The Software and Technology Vendors' Association (SATVA) envisions a Continuity of Care Document (CCD) to meet the needs of behavioral healthcare providers. To achieve this goal, the New York City-based organization brought together leaders from behavioral health, addiction treatment, medicine, and information technology in a late January interoperability conference held in Phoenix.
According to Bill Connors, CEO of Sequest Technologies of Lisle, Ill., and SATVA vice chairman, the conference agenda included demonstration of an interoperable Continuity of Care Document (CCD) prototype between two different EHR platforms; an exploration of the adequacy of existing CCD designs and templates for use by behavioral healthcare; and an evaluation of business and medical case scenarios under which different elements of CCD information might eventually be exchanged with primary care, emergency, surgical, or other medical providers.
To date, the enthusiasm of some behavioral health providers for interoperable health information has been chilled by the patient-consent requirements needed for release of certain types of data (e.g., addiction and addiction-treatment information) by HIPAA's section 42 CFR (Code of Federal Regulations), Part 2 privacy laws.
The fact that the conference attracted a wide range of behavioral health players is “historic,” says John Raden, Chairman of SATVA and CEO of The Echo Group, Conway, NH. The conference, he says, “was the first time all of the stakeholders in the behavioral sciences were working together to come up with interoperability standards that incorporate relevant behavioral health information.” Raden asserts that the conference “was an important step in assuring that our customers have an opportunity to take advantage of HITECH funding.”
Such HITECH funding, though not available today, may indeed be possible, but Connors says that the proposed standard is just the first step of a longer process-a process aimed at securing that funding and acceptance of the CCD standard throughout the behavioral health industry. “I wish it [obtaining HITECH funds] were as easy as showing proof of concept, showing that we can do [interoperability],” Connors says. One thing the effort does show, he asserts, is “the willingness of SATVA member companies to meet the needs of the market and make an impact on how behavioral health does business.”

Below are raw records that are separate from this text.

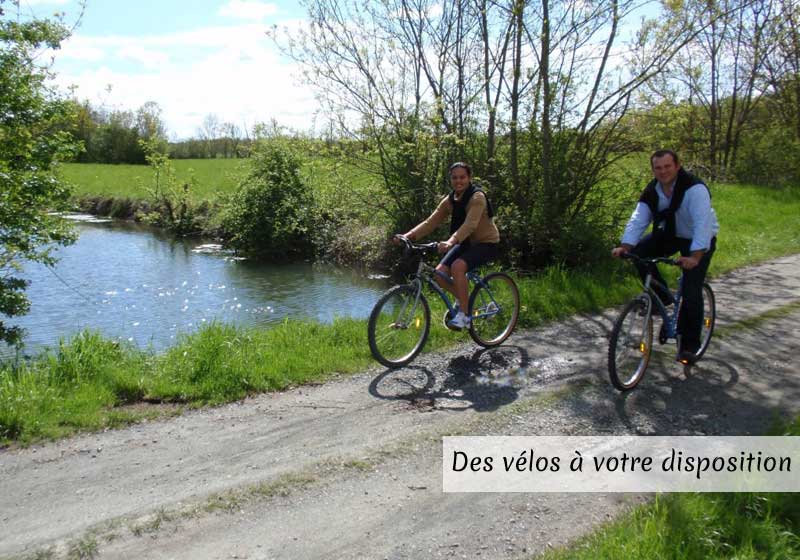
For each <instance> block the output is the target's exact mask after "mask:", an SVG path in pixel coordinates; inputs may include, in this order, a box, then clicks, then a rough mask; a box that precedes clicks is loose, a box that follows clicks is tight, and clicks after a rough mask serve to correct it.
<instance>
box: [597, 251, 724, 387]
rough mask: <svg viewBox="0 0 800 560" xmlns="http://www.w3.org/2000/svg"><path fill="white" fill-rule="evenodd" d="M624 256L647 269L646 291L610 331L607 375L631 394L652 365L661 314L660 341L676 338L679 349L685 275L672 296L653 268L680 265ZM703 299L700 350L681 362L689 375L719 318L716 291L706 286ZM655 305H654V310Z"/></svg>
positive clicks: (646, 275)
mask: <svg viewBox="0 0 800 560" xmlns="http://www.w3.org/2000/svg"><path fill="white" fill-rule="evenodd" d="M621 256H622V257H623V258H626V259H630V260H635V261H638V262H640V263H642V264H644V265H645V266H647V270H648V272H647V275H646V276H645V280H644V291H642V293H641V294H639V295H638V296H636V297H635V298H633V299H632V300H631V301H630V302H629V303H628V305H627V306H625V309H623V310H622V313H620V315H619V317H618V318H617V320H616V322H615V323H614V328H613V330H612V331H611V339H610V343H609V347H608V373H609V375H610V377H611V383H613V385H614V387H616V388H617V389H619V390H620V391H629V390H630V389H633V388H634V387H636V385H637V384H638V383H639V381H641V380H642V377H643V376H644V372H645V371H646V370H647V365H648V364H649V363H650V352H651V350H652V347H653V318H654V316H655V315H656V314H657V315H660V316H661V319H662V321H663V322H662V325H661V330H660V331H659V333H658V342H659V343H660V344H665V343H666V342H667V341H669V340H671V339H674V340H675V341H676V342H677V345H678V349H679V350H680V347H681V346H680V335H679V333H678V319H679V316H680V308H681V299H682V292H683V275H681V277H680V278H679V279H678V289H677V291H676V292H675V293H674V294H673V293H672V292H671V291H670V290H669V288H667V286H664V285H663V284H661V283H660V282H658V281H657V280H654V279H653V273H652V267H655V266H656V265H657V264H658V263H666V264H671V265H675V266H678V262H677V261H676V260H674V259H672V258H665V257H653V258H641V257H638V256H637V255H634V254H632V253H626V254H624V255H621ZM653 285H658V286H659V287H661V288H663V289H664V290H665V291H666V292H669V293H670V294H671V295H672V302H673V311H672V312H671V313H670V312H668V311H667V308H666V306H665V305H664V303H663V302H662V301H661V298H659V297H658V295H656V292H655V291H654V289H653ZM702 296H703V323H702V327H701V333H700V348H699V349H698V350H697V352H696V353H695V358H694V360H692V362H688V361H683V362H682V363H683V364H684V368H685V371H686V372H687V373H688V372H689V370H690V369H691V365H692V363H694V362H696V361H697V360H699V359H700V358H701V357H702V356H703V354H705V352H706V350H707V349H708V344H709V343H710V342H711V335H712V334H713V333H714V324H715V322H716V318H717V311H716V303H715V300H714V292H713V290H712V289H711V286H710V285H709V284H708V283H704V284H703V288H702ZM653 305H655V310H654V309H653ZM653 311H655V313H653Z"/></svg>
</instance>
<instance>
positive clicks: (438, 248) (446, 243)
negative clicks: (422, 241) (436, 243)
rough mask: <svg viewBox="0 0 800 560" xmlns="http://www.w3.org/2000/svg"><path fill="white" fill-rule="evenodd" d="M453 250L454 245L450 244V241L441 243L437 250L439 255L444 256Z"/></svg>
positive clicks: (447, 241)
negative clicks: (451, 249) (439, 253)
mask: <svg viewBox="0 0 800 560" xmlns="http://www.w3.org/2000/svg"><path fill="white" fill-rule="evenodd" d="M452 248H453V243H450V242H449V241H439V244H438V245H437V247H436V250H437V251H439V253H441V254H444V253H446V252H447V251H449V250H450V249H452Z"/></svg>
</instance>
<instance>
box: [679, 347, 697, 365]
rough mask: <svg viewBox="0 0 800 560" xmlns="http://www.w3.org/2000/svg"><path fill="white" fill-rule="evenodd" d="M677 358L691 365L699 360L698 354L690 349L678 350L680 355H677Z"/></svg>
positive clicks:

Why develop a standard now?
The impetus for SATVA's CCD standard effort stems from several factors: the direction of the market, looming behavioral health standards from CCHIT, and the apparent acceptance of CCD as a primary means of interoperability. “It's all woven together in many ways with the meaningful use definitions, many of which require interoperability of data,” Connors explains, adding that a behavioral health CCD standard would bring together “efforts going on across the country” that point to “the need for behavioral health to exchange data with ambulatory care, acute care, and other behavioral health providers.
“The level of collaboration around the issue of interoperability is really mind-boggling. SATVA members know that we can't afford to have ‘siloed’ approaches. Our viability in the marketplace depends on our ability to work together to exchange data.”
The CCD standard, the foundation on which SATVA plans to build its draft interoperability document, was adopted in 2007. It brings together two previously accepted, but incompatible electronic data exchange formats: the West Conshohocken, Penn.-based ASTM International's Continuity of Care Record (CCR, ASTM 2369) and the Health Level Seven (HL7) Clinical Document Architecture (CDA). A Corepoint Health whitepaper states that CCD “harmonizes the two separate standards by using CCR within the broader context of CDA,” adding that the CCR is intended to “increase the quality and efficacy of patient transfer between points of care” and will be “instrumental in driving the adoption of electronic health records (EHRs)” and “more modern methods for patient data exchange.”1
While sharing and demonstrating methods and mechanics for data interchange within the CCD format occupied one day of the conference, the conference had another, perhaps more important agenda, says Connors. The second and third days of the conference “explored whether the CCD, as currently written, is comprehensive enough to do the job for behavioral health. We wanted representatives of the business side, medical side, and legal side to talk about what the issues are, what the concerns are, what data might be needed when a behavioral health or addiction patient needs other types of care, such as primary, emergency, or surgical care.”